Tees, Captain Townsend, sailed last night for the West Coast with a good cargo and a fair complement of passengers. She took lumber, coal, barrels and stores and several large shipments of provisions. Passengers included F W Vincent, of the Canadian Pacific Railway coast service staff, who is making his annual trip of inspection; H Simpson, R J Flaherty, S Dickson, A W Neill, Mr/Mrs J Durham, J W McCreary, J H McGregor, D Wyer, D Duncans, W T Buttar and Messrs Bruce, W McCurdy, Godrich, Todd and Gregg. [Colonist, 1908-09-22]
Carnegie hero fund comm, acting on the report of Danvers Osborne of Banfield cable stn, who was commissioned to investigate and report, has refused to grant a medal to Mrs Minnie A Paterson, Wife of the former lightkeeper at Cape Beale, who was the heroine of the Coloma wreck and of the Valencia disaster.
Seattle Post-Intelligencer writes: Extreme disappointment will be caused in Pacific coast shipping circles by the decision of Carnegie Hero Fund in refusing a medal to Mrs Minnie A Patterson, whose brave act saved the lives of the crew of bark Coloma, which was wrecked off Vancouver Island in Dec, 1906.

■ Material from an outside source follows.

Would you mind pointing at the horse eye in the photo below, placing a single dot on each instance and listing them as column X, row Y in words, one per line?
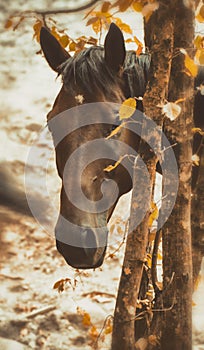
column 113, row 127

Marine men familiar with the details of this case, believe that no more heroic act was ever performed on this coast. Mrs Paterson’s deed was exploited far and wide at the time, and it was believed that the Carnegie commission would recognize her… Mrs Paterson’s husband at the time of the wreck was keeper of lighthouse at Cape Beale. Coloma was driven ashore in a terrific storm, Dec 7, 1906, and the unfortunate crew took to the rigging. Seeing their desperate plight Mrs Paterson bravely made her way over a rough road for miles, through a blinding storm to give the alarm. Word reached Dominion Government Steamer Quadra which rescued the 10 men in the nick of time. But for Mrs Paterson’s heroic act every man would have been lost, as the bark soon pounded to pieces.
Mrs Paterson received a gold medal from the United States government. [Colonist, 1908-10-31]
Wreckage found some days ago by David Logan, lineman at Clo-oose, who arrived here by Steamer Tees indicates that some small gasoline boat or sailing Schooner was wrecked off West Coast Vancouver Island. Mr Logan said that a short distance West of Nitinat River he had found a white-painted deckhouse with a red top… Mr Bradbury, the wireless telegraph operator at Pachena Point also found some wreckage near there.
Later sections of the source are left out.